Every tone was a testimony against slavery, and a prayer to God for deliverance from chains. The hearing of those wild notes always depressed my spirit, and filled me with ineffable sadness. I have frequently found myself in tears while hearing them. The mere recurrence to those songs, even now, afflicts me; and while I am writing these lines, an expression of feeling has already found its way down my cheek. To those songs I trace my first glimmering conception of the dehumanizing character of slavery. I can never get rid of that conception. Those songs still follow me, to deepen my hatred of slavery, and quicken my sympathies for my brethren in bonds. If any one wishes to be impressed with the soul-killing effects of slavery, let him go to Colonel Lloyd's plantation, and, on allowance-day, place himself in the deep pine woods, and there let him, in silence, analyze the sounds that shall pass through the chambers of his soul. (2.10)
Douglass talks a lot about the "dehumanizing" effect of slavery.
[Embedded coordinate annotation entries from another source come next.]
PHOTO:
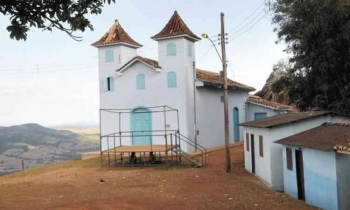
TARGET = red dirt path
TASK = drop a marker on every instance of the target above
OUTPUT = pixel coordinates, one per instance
(76, 185)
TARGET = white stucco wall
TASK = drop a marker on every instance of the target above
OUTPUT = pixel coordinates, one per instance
(320, 178)
(253, 108)
(262, 164)
(274, 176)
(210, 115)
(156, 92)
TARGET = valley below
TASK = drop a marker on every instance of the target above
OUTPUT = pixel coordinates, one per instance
(31, 145)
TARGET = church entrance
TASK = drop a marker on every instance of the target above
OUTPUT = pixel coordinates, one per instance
(141, 126)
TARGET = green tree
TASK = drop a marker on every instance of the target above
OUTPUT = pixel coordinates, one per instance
(317, 34)
(66, 15)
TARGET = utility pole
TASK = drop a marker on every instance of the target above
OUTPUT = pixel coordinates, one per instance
(195, 104)
(224, 67)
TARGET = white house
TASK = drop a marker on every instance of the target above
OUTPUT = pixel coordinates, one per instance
(262, 156)
(129, 81)
(316, 169)
(258, 108)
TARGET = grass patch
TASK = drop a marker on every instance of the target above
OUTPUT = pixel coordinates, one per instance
(94, 162)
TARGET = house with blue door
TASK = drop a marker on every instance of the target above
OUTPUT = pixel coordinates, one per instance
(130, 81)
(258, 108)
(316, 166)
(263, 157)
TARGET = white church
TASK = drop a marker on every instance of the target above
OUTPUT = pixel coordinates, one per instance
(141, 94)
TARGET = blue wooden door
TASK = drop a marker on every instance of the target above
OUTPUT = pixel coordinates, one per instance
(259, 115)
(236, 124)
(141, 126)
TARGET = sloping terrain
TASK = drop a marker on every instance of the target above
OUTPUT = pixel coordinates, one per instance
(36, 145)
(85, 185)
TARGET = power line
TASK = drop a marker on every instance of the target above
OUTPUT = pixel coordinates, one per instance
(205, 54)
(235, 37)
(64, 70)
(252, 20)
(247, 17)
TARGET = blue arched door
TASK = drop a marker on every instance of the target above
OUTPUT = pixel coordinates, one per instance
(236, 124)
(141, 127)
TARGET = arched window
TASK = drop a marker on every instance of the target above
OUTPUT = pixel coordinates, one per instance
(140, 82)
(109, 56)
(189, 48)
(108, 84)
(171, 49)
(172, 83)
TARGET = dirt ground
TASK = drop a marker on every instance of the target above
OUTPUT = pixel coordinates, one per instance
(77, 185)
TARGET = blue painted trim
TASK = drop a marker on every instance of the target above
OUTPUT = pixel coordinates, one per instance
(132, 126)
(109, 56)
(189, 49)
(171, 49)
(140, 82)
(236, 124)
(172, 79)
(260, 115)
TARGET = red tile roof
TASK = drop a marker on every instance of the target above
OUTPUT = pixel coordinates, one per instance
(214, 79)
(274, 105)
(286, 118)
(175, 27)
(147, 61)
(324, 138)
(116, 35)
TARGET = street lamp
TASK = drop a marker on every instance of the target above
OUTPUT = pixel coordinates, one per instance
(224, 68)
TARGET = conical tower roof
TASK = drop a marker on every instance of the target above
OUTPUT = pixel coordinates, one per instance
(116, 35)
(176, 27)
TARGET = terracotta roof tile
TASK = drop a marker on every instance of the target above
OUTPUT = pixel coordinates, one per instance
(279, 106)
(214, 79)
(150, 62)
(175, 27)
(325, 138)
(116, 35)
(286, 118)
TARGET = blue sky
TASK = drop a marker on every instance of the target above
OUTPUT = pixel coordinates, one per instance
(53, 80)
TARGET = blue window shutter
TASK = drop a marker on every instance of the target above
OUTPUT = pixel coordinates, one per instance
(111, 83)
(172, 83)
(171, 49)
(260, 115)
(104, 85)
(140, 82)
(189, 50)
(109, 56)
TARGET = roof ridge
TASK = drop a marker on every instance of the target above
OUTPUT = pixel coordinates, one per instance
(174, 28)
(116, 35)
(336, 124)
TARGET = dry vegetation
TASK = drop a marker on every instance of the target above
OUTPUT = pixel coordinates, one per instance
(84, 185)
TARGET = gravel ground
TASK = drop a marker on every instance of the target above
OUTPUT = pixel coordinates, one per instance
(78, 187)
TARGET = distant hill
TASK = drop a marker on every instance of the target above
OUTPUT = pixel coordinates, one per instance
(38, 145)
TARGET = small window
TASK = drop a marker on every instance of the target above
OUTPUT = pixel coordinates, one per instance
(171, 49)
(109, 56)
(247, 141)
(261, 146)
(189, 48)
(260, 115)
(140, 82)
(172, 83)
(289, 159)
(108, 84)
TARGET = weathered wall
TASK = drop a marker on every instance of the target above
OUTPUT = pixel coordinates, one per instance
(210, 115)
(262, 164)
(320, 178)
(343, 177)
(253, 108)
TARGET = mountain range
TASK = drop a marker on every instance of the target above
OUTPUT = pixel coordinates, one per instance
(37, 145)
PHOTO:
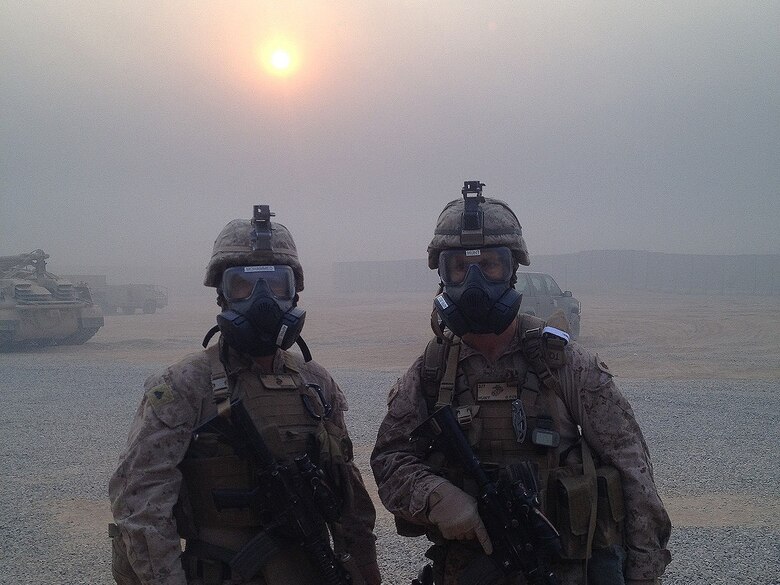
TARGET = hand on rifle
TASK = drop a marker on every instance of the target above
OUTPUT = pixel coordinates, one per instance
(455, 514)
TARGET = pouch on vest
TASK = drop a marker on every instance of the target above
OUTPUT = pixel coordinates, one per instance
(210, 473)
(570, 501)
(609, 518)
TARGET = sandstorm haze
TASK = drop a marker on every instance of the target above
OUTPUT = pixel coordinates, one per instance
(130, 133)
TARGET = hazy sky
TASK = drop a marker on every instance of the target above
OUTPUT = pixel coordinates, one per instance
(131, 132)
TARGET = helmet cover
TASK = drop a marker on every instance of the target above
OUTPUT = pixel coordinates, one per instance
(500, 228)
(233, 247)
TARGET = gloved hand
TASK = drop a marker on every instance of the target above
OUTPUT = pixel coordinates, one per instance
(455, 514)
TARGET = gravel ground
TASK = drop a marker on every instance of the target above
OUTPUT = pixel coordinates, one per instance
(64, 421)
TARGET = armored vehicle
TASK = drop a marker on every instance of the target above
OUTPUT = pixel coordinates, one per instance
(38, 307)
(127, 298)
(542, 297)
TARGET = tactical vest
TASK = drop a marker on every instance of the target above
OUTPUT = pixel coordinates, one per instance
(290, 416)
(515, 413)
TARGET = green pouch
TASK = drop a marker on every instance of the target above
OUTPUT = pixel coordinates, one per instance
(570, 507)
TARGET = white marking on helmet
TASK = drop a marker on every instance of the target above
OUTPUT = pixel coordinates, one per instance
(556, 332)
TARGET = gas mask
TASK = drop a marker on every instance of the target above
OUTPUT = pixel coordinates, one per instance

Here, as elsewhere, he emphasizes that slavery works by making human beings into brutes, or beasts. Yet he also wants to convince us that if we were to hear slaves singing, we would be instantly convinced of their humanity, and therefore of the injustice of slavery. The songs are so powerful, in fact, that all it takes is thinking about them to make a tear roll down Douglass's cheek.
We were all ranked together at the valuation. Men and women, old and young, married and single, were ranked with horses, sheep, and swine. There were horses and men, cattle and women, pigs and children, all holding the same rank in the scale of being, and were all subjected to the same narrow examination. Silvery-headed age and sprightly youth, maids and matrons, had to undergo the same indelicate inspection. At this moment, I saw more clearly than ever the brutalizing effects of slavery upon both slave and slaveholder. (8.2)
"Brutalize" is one of Douglass's favorite terms for describing slavery, because it has two slightly different meanings for him. The more common meaning is simple: to treat someone badly. But it also means to transform someone into a brute (or a beast), to take away their humanity. Slavery does both of these things, but the image of slaves being lined up like animals to be inspected and sold helps Douglass illustrate the second meaning.